A DARPA program aimed at preventing attacks involving radiological “dirty bombs” and other nuclear threats has successfully developed and demonstrated a network of smartphone-sized mobile devices that can detect the tiniest traces of radioactive materials. Combined with larger detectors along major roadways, bridges, other fixed infrastructure, and in vehicles, the new networked devices promise significantly enhanced awareness of radiation sources and greater advance warning of possible threats.

The demonstration of efficacy earlier this year was part of DARPA’s SIGMA program, launched in 2014 with the goal of creating a cost-effective, continuous radiation-monitoring network able to cover a large city or region. Although radiation detectors have in recent years been installed in a number of key locations in the United States and around the world, the SIGMA program has sought to increase capabilities while lowering their costs, in order to network an unprecedented number of advanced detectors and provide a comprehensive, dynamic, and automated overview of the radiological environment.
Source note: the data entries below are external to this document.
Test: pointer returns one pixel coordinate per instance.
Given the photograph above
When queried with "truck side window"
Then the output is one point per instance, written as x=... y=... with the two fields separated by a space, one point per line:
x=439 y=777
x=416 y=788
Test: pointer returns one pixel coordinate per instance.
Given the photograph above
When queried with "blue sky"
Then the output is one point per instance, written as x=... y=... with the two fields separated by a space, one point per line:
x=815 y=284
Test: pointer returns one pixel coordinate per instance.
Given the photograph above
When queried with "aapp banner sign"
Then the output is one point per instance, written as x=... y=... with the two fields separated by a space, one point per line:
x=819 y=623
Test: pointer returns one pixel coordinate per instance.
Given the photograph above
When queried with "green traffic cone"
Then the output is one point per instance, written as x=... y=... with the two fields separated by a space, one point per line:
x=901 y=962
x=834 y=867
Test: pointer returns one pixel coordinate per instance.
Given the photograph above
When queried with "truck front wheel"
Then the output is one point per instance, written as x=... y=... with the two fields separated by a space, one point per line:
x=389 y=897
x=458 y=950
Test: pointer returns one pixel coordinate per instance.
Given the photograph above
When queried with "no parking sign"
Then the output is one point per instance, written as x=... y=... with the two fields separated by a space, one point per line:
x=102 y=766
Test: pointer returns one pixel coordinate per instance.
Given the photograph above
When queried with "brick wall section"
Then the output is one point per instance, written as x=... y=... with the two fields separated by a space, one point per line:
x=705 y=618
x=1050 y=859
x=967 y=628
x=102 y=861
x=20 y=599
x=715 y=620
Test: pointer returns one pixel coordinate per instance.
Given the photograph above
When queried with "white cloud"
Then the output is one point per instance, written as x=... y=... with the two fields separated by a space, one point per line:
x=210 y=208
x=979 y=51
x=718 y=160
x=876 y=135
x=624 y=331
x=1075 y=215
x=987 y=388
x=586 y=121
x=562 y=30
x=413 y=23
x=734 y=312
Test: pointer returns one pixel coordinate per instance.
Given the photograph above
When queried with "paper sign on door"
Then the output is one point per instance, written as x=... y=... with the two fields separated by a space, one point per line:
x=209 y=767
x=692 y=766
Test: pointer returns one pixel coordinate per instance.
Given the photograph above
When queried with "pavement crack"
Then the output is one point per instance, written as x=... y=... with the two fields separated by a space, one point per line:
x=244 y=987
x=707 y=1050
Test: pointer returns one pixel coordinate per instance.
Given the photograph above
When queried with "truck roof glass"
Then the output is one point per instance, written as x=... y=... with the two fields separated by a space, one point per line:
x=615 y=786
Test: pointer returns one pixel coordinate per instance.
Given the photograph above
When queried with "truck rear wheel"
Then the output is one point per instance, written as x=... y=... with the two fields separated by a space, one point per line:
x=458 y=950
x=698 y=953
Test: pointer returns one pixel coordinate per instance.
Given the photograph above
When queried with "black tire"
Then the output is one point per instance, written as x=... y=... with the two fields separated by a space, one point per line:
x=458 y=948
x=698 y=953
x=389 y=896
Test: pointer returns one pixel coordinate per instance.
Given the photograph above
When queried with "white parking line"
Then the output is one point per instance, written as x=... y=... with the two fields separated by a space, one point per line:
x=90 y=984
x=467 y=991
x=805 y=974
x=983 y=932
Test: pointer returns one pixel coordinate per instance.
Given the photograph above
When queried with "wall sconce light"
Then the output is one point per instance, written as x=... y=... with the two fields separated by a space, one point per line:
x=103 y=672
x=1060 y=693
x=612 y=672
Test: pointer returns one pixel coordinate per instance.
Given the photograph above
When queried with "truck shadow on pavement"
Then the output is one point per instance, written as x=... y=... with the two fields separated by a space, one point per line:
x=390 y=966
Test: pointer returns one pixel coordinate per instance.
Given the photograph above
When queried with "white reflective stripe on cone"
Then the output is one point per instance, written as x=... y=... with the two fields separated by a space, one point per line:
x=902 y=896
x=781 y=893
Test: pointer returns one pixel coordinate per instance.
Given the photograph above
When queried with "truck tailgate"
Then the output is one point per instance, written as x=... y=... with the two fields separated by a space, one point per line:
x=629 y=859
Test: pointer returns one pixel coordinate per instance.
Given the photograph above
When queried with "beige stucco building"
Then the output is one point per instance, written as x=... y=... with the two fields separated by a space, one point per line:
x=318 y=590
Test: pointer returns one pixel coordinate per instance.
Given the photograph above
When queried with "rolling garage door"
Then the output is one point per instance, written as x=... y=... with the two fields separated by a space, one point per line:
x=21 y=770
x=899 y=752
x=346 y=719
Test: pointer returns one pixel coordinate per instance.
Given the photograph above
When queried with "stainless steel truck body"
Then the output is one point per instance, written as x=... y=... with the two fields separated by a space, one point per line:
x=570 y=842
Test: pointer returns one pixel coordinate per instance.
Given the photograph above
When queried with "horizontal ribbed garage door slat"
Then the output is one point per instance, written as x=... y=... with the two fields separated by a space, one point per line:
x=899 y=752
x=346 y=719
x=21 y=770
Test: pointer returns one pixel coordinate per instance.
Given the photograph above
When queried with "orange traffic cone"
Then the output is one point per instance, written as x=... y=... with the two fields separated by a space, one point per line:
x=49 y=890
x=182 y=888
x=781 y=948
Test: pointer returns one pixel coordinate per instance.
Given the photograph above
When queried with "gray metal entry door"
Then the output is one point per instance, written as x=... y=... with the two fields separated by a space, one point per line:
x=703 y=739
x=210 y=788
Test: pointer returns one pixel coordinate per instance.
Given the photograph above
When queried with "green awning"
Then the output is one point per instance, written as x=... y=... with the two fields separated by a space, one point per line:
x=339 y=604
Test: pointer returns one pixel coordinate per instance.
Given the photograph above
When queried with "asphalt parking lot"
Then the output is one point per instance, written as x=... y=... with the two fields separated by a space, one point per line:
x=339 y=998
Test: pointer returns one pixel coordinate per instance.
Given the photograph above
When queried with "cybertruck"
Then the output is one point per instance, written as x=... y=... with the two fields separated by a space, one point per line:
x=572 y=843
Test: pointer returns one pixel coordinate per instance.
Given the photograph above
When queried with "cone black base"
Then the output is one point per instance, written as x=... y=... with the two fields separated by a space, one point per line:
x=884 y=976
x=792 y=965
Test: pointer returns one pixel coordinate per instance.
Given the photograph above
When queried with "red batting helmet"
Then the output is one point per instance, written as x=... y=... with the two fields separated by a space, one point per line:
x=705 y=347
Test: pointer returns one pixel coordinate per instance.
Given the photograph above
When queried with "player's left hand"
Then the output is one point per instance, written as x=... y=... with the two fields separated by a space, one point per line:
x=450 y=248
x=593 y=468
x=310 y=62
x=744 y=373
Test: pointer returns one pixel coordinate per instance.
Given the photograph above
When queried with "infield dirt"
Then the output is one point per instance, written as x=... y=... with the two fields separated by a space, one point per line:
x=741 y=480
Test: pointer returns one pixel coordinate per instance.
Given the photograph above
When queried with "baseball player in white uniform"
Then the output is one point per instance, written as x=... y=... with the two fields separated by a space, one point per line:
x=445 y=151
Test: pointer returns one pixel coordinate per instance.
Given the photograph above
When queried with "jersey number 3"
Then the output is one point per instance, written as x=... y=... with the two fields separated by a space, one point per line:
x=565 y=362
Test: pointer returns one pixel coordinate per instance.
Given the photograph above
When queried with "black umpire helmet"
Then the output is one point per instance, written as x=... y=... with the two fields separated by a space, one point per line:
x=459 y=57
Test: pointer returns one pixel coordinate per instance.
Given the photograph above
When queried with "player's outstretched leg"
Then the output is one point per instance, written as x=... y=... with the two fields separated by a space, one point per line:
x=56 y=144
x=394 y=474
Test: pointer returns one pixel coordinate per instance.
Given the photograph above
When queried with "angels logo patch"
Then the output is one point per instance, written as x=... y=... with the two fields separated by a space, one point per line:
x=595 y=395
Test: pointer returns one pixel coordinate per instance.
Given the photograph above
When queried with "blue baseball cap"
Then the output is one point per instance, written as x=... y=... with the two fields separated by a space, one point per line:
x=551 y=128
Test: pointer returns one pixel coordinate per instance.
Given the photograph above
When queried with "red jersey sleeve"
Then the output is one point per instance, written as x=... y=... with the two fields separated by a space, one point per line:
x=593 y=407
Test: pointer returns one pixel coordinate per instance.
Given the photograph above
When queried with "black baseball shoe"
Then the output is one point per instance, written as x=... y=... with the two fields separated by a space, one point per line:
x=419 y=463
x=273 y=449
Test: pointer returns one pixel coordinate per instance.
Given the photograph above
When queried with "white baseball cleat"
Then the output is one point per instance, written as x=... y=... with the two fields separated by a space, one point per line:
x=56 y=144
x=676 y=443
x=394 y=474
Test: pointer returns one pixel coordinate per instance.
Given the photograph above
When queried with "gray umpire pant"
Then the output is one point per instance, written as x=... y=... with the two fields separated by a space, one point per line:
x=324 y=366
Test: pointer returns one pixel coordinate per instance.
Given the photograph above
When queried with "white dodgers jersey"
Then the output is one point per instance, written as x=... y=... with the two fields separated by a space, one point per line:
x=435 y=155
The demonstration was conducted at one of the Port Authority of New York and New Jersey’s major transportation hubs where DARPA tested more than 100 networked SIGMA sensors. During the month-long test, the system provided more than a 100-fold increase in ability to locate and identify sources of radiation as compared to currently installed systems. All sources of radiation that SIGMA sensors identified were non-threatening, but the system proved how it could pinpoint the location and intensity of a source and specify, in each case, the type of radiation to which it was alerting authorities.